There's a subtle difference between tools that translate purely at a presentation level and tools that do content analysis.
A purely presentation-level translation such as your man2html is indeed less likely to be thrown by weird troff markup. And much of the time it will produce markup that doesn't look bad, especially on a relatively small collection of pages in a consistent house style.
But there are things such a tool cannot do that become more important when you are translating a very large corpus of man pages with multiple authors - such as an entire Linux distribution's man page tree.
Here is an example: the treatment of file paths in FILES sections. Some man-page authors mark them up as bold text. Some mark them up as italic. And some give them no highlight at all.
A purely presentation-level translator will simply translate any font change from troff to HTML. In the resulting output, filenames will have three different visual signatures. Readers will thus have to work a little harder than they should to recognize filenames.

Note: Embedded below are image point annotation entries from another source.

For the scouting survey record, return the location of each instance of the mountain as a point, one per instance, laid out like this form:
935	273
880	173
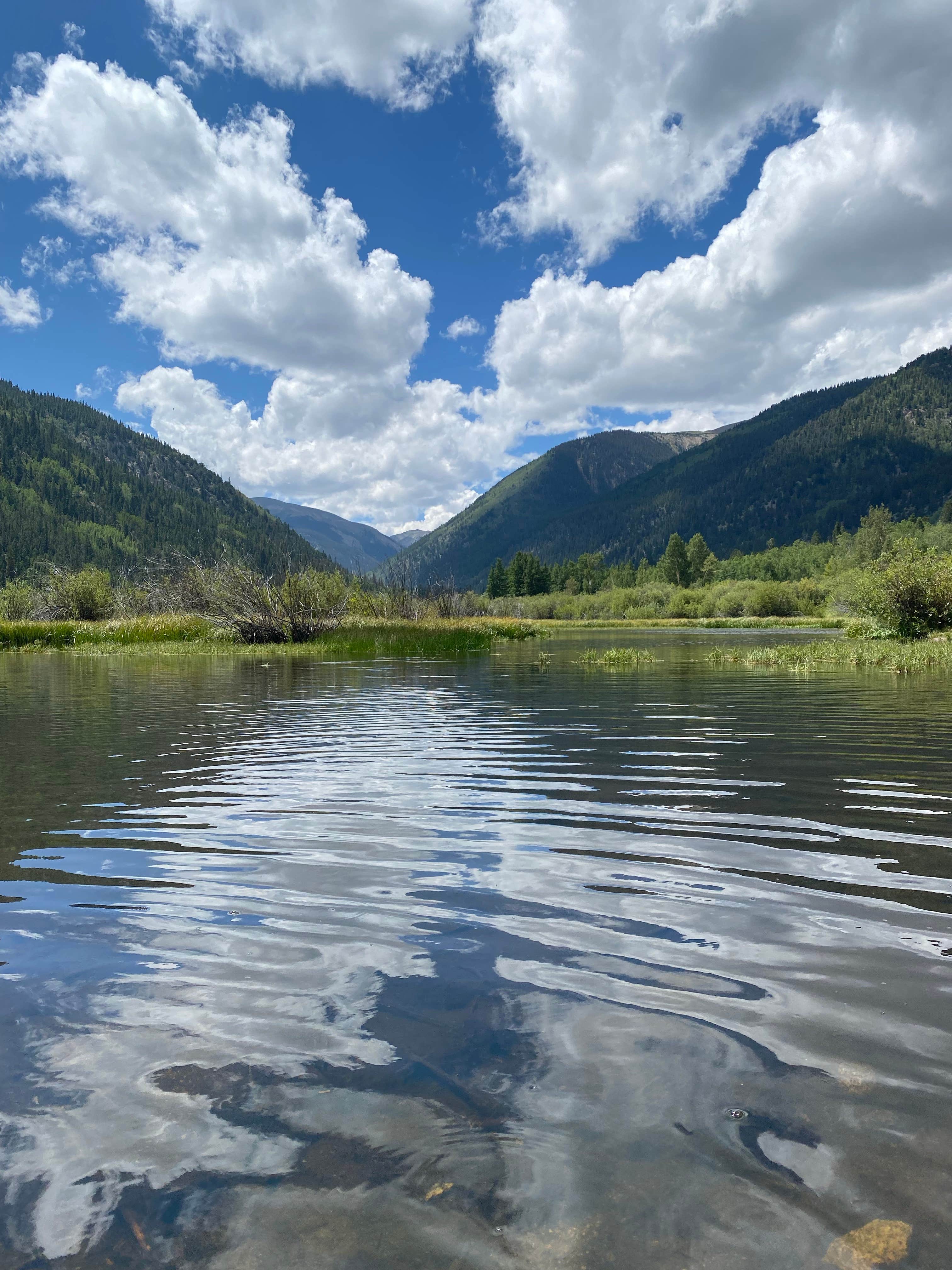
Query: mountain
79	488
359	548
524	505
795	469
408	538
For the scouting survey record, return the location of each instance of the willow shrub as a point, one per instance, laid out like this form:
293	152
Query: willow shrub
86	596
17	601
908	591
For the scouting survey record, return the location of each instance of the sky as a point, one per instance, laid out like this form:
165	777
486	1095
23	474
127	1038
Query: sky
371	256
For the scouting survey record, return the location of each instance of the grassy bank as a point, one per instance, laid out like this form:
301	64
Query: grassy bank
188	634
616	658
715	624
900	657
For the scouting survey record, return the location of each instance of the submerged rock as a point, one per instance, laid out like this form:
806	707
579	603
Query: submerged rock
876	1244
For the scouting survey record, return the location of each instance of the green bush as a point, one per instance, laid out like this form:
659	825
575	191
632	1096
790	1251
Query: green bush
908	591
86	596
771	600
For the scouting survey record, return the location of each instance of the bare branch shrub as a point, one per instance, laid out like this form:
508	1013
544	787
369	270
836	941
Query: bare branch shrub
18	601
258	609
86	596
402	596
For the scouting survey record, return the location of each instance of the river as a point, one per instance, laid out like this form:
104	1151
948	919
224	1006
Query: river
457	964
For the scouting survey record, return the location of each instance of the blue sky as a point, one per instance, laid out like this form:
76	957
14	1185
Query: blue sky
637	263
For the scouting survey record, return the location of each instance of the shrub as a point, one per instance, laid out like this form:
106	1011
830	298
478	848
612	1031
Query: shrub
771	600
17	601
909	592
86	596
259	610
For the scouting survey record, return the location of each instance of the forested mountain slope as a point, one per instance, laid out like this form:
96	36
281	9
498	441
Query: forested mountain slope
359	548
794	470
79	488
522	506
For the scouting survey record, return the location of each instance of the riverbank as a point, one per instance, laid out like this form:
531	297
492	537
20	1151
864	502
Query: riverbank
184	634
900	657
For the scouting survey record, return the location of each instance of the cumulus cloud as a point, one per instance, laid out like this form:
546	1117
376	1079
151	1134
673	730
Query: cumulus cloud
351	446
464	327
400	51
619	108
840	266
71	36
20	308
212	241
48	258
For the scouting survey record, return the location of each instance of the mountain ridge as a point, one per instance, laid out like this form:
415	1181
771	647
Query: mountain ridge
78	488
795	469
501	521
360	548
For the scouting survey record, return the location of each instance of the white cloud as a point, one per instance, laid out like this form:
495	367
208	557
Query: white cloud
464	327
211	241
71	36
395	450
46	258
402	51
840	266
20	308
621	108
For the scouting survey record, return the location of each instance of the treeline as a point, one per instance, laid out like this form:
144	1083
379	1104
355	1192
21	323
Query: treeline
692	564
78	488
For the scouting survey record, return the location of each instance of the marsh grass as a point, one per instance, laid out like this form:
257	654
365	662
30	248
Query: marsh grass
178	633
616	658
900	657
635	624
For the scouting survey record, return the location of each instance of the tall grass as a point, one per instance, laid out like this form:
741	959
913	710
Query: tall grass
900	657
187	632
616	658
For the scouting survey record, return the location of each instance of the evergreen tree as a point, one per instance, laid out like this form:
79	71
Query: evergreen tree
498	583
701	559
517	575
675	563
536	577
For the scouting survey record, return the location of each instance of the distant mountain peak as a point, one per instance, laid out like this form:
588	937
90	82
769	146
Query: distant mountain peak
359	548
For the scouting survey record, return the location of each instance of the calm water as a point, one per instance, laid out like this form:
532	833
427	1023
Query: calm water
464	964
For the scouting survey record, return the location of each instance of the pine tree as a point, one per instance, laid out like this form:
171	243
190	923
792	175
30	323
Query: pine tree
701	559
498	583
537	580
517	573
675	563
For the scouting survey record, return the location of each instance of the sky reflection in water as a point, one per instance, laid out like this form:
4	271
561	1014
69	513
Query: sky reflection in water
464	964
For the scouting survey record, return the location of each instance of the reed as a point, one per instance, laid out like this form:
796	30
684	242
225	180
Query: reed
184	633
900	657
616	658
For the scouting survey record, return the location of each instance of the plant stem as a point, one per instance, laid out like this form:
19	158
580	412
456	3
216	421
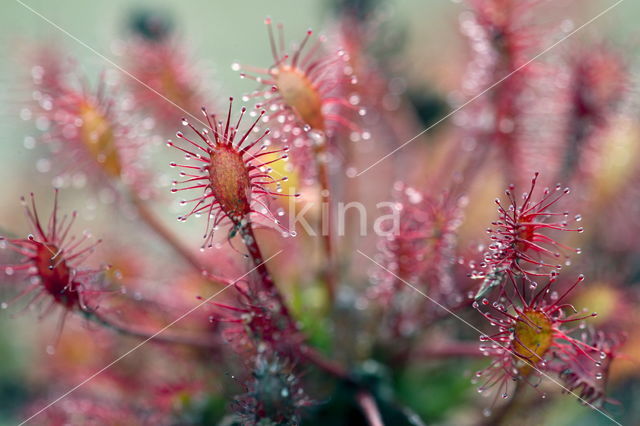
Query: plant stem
99	318
249	238
369	408
172	241
331	367
325	197
450	349
364	398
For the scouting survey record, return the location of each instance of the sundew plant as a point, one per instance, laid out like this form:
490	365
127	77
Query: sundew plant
408	214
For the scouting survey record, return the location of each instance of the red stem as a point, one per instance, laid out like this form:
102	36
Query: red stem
172	241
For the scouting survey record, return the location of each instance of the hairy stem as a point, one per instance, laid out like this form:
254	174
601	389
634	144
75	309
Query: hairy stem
172	241
450	349
326	229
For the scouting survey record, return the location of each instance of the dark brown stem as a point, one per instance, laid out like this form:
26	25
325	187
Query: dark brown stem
369	408
249	238
158	227
201	343
327	232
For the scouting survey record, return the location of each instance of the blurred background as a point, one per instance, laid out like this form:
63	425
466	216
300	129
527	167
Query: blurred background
424	55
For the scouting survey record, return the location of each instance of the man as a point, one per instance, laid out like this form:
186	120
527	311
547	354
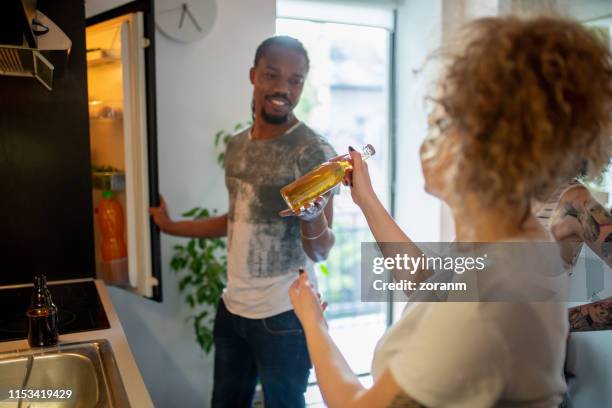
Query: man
256	333
575	218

A tool that does content analysis, on the other hand, can recognize presentation-level cliches that mean "this is a filename", such as a line in FILES beginning with .B or .I and containing a /, and map it to a DocBook <filename> pair. The DocBook stylesheet will then ensure that all filenames are visually marked in the *same* way in generated HTML, rather than three different ways.

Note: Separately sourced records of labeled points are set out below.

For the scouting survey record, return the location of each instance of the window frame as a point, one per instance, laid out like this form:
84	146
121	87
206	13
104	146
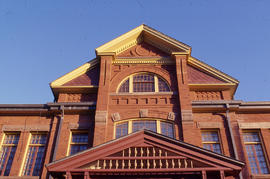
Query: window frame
130	126
131	87
261	142
70	143
213	142
22	170
8	145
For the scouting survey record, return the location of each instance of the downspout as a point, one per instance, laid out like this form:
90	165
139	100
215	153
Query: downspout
231	134
58	134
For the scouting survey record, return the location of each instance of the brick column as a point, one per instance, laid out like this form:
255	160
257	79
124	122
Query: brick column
189	130
102	100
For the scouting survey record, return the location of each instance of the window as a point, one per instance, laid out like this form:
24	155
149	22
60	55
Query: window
255	153
121	130
143	82
35	155
133	125
138	125
79	142
7	152
167	129
210	140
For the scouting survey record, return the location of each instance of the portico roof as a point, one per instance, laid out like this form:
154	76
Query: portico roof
143	152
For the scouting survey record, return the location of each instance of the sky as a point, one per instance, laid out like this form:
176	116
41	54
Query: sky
42	40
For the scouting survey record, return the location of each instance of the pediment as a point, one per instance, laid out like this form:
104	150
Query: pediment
143	33
142	50
145	150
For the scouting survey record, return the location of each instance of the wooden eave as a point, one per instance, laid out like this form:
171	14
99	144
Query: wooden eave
230	83
49	108
233	105
75	162
139	34
57	85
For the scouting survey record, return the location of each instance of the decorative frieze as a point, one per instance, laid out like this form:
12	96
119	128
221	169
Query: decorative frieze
116	116
207	95
254	125
208	125
101	116
26	128
171	116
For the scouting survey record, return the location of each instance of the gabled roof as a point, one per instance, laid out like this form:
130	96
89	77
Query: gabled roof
144	149
226	82
139	34
84	77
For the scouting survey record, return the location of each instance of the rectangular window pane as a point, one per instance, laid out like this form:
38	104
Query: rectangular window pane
7	153
121	130
35	155
143	83
124	87
210	140
167	129
256	158
79	142
138	125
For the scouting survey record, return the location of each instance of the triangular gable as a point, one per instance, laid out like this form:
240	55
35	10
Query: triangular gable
145	151
90	78
143	33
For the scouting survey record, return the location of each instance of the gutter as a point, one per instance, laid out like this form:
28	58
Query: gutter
58	134
232	136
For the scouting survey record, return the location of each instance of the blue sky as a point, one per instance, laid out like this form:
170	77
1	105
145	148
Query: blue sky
42	40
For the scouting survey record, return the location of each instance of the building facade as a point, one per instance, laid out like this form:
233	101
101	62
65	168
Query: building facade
143	108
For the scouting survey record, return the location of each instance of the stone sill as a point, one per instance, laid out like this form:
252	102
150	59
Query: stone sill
142	93
260	176
19	177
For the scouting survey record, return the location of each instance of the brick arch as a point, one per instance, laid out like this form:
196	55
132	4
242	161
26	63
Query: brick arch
118	78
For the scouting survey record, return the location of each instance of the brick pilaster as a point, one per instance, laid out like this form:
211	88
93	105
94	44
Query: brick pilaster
189	130
102	100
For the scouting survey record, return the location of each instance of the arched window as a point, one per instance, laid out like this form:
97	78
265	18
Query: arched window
156	125
143	82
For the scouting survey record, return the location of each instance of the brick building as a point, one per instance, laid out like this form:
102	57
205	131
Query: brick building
143	108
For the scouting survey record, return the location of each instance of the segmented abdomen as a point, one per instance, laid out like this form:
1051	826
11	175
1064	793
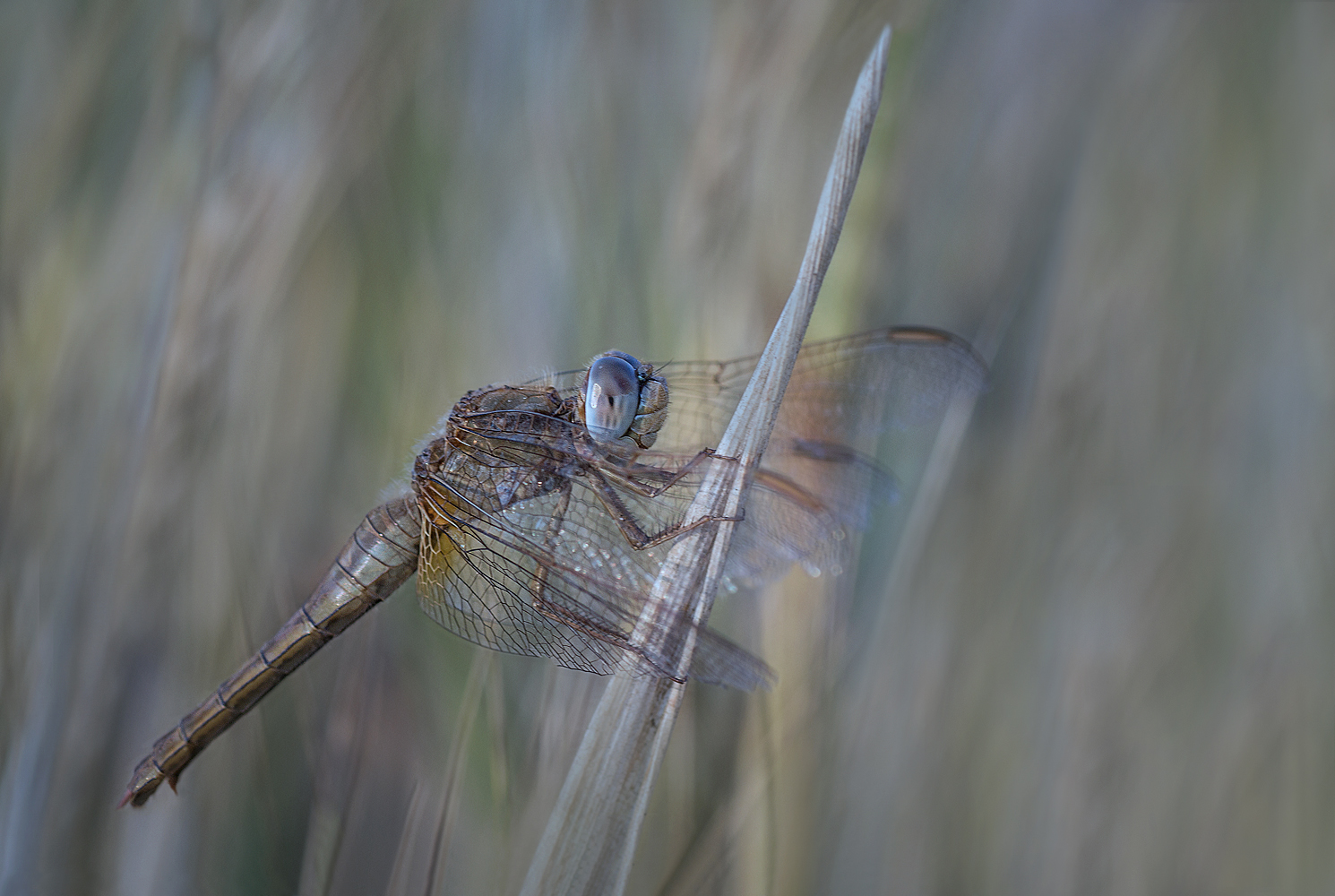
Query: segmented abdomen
379	557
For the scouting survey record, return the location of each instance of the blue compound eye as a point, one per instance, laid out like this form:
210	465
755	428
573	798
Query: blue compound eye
612	398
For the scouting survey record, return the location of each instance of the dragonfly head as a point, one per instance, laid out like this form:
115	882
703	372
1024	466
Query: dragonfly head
623	400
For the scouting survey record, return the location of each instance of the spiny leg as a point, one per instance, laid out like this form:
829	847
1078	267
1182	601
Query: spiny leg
625	520
538	584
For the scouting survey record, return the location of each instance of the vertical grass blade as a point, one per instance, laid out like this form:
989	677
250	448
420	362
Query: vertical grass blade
590	836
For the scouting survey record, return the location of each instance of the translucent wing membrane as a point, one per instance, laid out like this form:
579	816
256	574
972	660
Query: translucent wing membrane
563	573
531	536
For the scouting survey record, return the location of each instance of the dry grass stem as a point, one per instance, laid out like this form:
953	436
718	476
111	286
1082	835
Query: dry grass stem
590	836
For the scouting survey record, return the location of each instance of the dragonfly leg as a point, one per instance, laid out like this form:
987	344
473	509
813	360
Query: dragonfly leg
625	520
646	470
565	616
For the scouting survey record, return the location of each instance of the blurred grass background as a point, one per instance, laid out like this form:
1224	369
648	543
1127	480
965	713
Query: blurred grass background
250	251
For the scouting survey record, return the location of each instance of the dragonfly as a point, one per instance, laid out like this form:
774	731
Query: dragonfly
537	516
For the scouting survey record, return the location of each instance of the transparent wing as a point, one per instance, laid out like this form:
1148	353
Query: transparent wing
555	574
849	402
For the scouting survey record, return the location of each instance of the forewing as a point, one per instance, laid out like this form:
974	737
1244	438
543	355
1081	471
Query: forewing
555	574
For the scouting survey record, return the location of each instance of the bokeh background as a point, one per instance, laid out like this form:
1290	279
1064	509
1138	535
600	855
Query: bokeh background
251	251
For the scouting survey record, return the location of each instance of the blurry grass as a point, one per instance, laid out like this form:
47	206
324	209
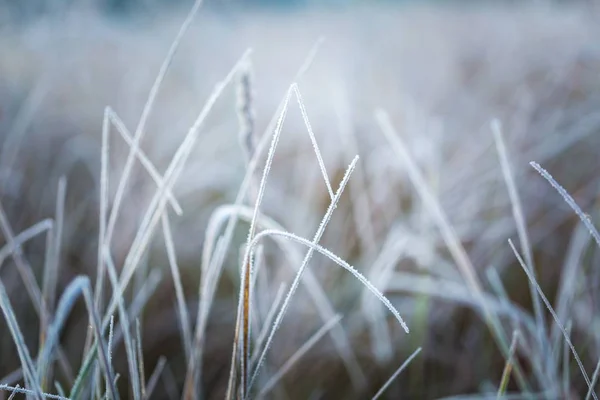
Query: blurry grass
384	224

Now multiply this effect by all the different things that can be recognized by content - things like Unix error codes, program listings, command synopses, C function prototypes, references to other manual pages.
The effect is a higher-quality and more visually uniform translation. The gain in quality increases with the diversity of the author population. For very large collections like an entire Linux distribution's man page tree it is quite significant.
The tradeoff is that, while a presentation-level translator will cheerfully produce a visual garble from ill-formed troff, a tool with a real parser and a content analyzer will have a few more cases in which it just can't cope at all.
Not *many* cases, mind you; in the decade I've been developing mine, perhaps 2-3%. But these are worth fixing anyway, because they're likely to break third-party man-page readers. Nothing but troff itself interprets troff perfectly.